I'll bet your wife thought she knew everything about you and your sexuality. I bet she thought she knew you better than you knew yourself. Now, she finds herself married to a fantastic liar who's sexuality she has no clue about (and she can't trust what you tell her yet). And there are spouses out there (sorry, but there are) who have no interest in learning about what CDing is because it enables them to stay angry and hate you. And if your marriage was not very strong before, then this can present an opportunity for her to lash out and break out of the marriage.
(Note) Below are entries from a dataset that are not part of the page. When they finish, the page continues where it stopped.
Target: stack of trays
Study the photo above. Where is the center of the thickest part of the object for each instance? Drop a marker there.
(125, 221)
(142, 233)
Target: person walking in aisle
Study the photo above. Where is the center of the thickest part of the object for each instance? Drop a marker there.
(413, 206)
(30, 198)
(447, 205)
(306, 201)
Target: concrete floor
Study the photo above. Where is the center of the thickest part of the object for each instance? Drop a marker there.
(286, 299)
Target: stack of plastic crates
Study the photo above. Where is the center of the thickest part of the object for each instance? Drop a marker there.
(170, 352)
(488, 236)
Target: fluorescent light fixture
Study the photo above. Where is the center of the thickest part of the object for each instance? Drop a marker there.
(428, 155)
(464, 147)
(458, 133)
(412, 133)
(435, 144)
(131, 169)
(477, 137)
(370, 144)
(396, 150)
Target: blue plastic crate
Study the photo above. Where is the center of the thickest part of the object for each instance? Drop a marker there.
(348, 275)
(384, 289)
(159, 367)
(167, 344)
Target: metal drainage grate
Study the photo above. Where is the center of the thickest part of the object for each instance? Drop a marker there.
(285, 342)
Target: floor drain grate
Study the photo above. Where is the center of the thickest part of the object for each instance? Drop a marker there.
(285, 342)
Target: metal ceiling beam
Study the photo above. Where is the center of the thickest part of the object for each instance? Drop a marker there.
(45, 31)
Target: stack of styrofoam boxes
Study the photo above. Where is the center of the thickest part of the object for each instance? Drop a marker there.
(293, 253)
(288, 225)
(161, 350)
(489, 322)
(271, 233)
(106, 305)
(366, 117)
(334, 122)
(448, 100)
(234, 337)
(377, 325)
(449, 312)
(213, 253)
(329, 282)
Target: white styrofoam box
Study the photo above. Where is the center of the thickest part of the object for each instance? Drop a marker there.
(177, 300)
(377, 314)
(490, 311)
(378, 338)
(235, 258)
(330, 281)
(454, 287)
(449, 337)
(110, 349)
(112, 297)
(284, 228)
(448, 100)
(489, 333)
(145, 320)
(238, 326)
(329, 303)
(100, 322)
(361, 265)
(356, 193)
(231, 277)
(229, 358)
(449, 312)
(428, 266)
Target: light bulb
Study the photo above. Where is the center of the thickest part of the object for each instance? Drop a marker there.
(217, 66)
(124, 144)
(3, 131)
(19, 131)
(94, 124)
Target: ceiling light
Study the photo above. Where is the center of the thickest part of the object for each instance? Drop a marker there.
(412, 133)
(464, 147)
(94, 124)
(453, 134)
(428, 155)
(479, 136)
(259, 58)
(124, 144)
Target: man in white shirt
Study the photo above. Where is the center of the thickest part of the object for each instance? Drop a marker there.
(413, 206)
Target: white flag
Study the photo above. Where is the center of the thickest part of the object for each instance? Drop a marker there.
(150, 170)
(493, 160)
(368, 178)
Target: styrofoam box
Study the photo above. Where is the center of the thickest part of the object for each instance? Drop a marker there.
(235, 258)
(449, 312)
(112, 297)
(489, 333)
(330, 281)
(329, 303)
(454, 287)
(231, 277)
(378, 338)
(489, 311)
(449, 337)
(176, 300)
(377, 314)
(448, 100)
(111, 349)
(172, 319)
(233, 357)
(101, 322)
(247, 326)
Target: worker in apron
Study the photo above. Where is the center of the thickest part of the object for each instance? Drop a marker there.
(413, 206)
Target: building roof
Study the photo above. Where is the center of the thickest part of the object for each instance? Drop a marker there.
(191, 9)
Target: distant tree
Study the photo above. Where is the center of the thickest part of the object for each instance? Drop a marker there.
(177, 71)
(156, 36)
In my case, I've never once had a problem with CD and was actually kind of a fan of it, and my husband still kept it a secret for 18 years. People that know me will generally refer to me as laid back and very even tempered. I've never once been called psycho, or even irrational. But for at least one month after I found out the truth, I was pyscotically, recklessly angry. I screamed, I vomited, I threw pillows at my husband at 4 am, I punched walls, and cried hysterically for days. But from the get go, I was ready to accept. I just needed to overcome the rage from being lied to, and I had to mourn the idea of what I thought my marriage was.

On one hand, your wife may be expressing rage. She may be lobbying empty threats right now because she feels powerless. she may be very afraid that you have more revelations for her - that the other shoe can drop any moment. Threats may make her feel like she is not a fool - because I promise you that right now she feels incredibly stupid and powerless.

On the other hand, she may actually attempt to do these things. Many CDs on this board have ex wives who let the whole world their secret. So sleep with one eye open for a while.